ROMA. C’è chi indossa la mascherina coperta da una sciarpa rossa per non darla troppo a vedere e chi la cela con maglioni a giro collo, per l’imbarazzo di mostrarsi spaventati. E tutti discettano del momento tragico che vive il Paese, ma accalcati come non si dovrebbe in Transatlantico. Insomma, alla prima prova dopo giorni di assenza, i parlamentari non sembrano rendersi ben conto dei pericoli della vicinanza tra le persone, a dispetto delle prescrizioni del governo. Questa almeno la brutta impressione dei più avveduti, quelli che appena si vota escono «fuori da questo girone infernale», mentre gli altri restano a chiacchierare amabilmente nei capannelli, «con un di più di distanza ma sempre in mucchi».

Certo, molti vivono il momento come una sorta di eroismo dovuto alla nazione di chi si chiude insieme ad altri trecento prescelti a votare per il bene del Paese lo scostamento di bilancio per fare una manovra che dia ossigeno a famiglie e imprese. Ma molti dopo questo momento vissuto pericolosamente battono i pugni per ottenere il voto elettronico, «qui rischiamo un contagio di massa», si lamenta il costituzionalista Dem Stefano Ceccanti. «E di non poter più riunire le Camere. Ma i funzionari in tutto ciò resistono contro il voto a distanza, che sarebbe fattibile». Quindi pressing sul presidente Fico.

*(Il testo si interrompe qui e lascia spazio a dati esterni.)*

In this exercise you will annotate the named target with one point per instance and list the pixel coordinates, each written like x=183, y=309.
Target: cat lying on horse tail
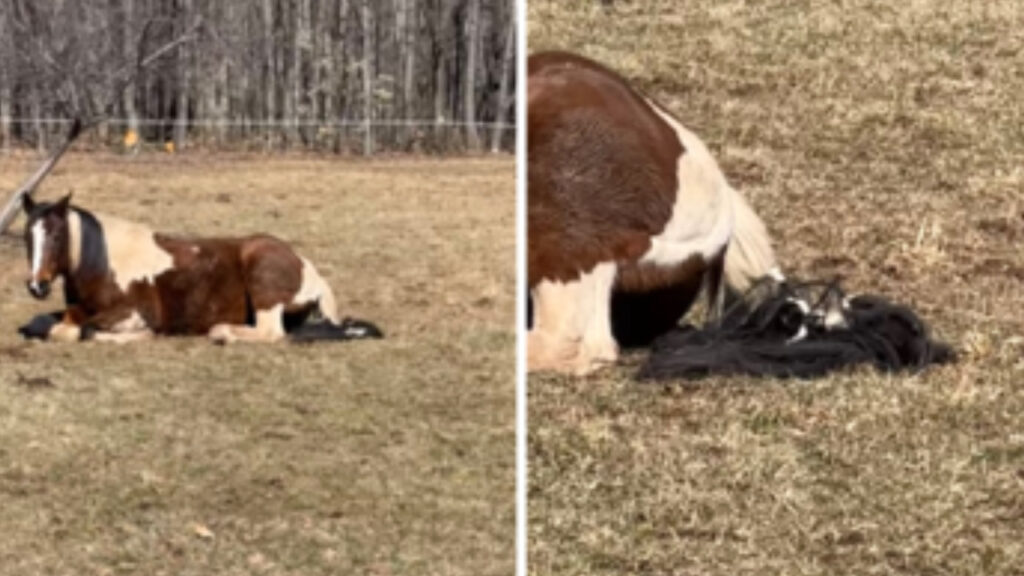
x=124, y=282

Ai banchi del governo, tanto per fare un esempio sono seduti accanto il ministro Lorenzo Guerini da Lodi, con il titolare degli Esteri Luigi Di Maio. E Roberto Gualtieri parla con la solennità richiesta.

Commessi in guanti di lattice
Su un tavolo sono disposte bottiglie d’acqua, perché la buvette è chiusa, e Amuchina per tutti. Sistemata anche in Aula, un flacone per ogni banco. Certo, quando entrano i commessi in livrea e guanti di lattice, ai pochi presenti monta un conato d’angoscia. La liturgia dispone che solo i due più anziani che accompagnano l’ingresso del presidente dell’assemblea indossino guanti bianchi, mentre stavolta li hanno tutti e di quelli precauzionali che evocano il virus, non la cerimonia.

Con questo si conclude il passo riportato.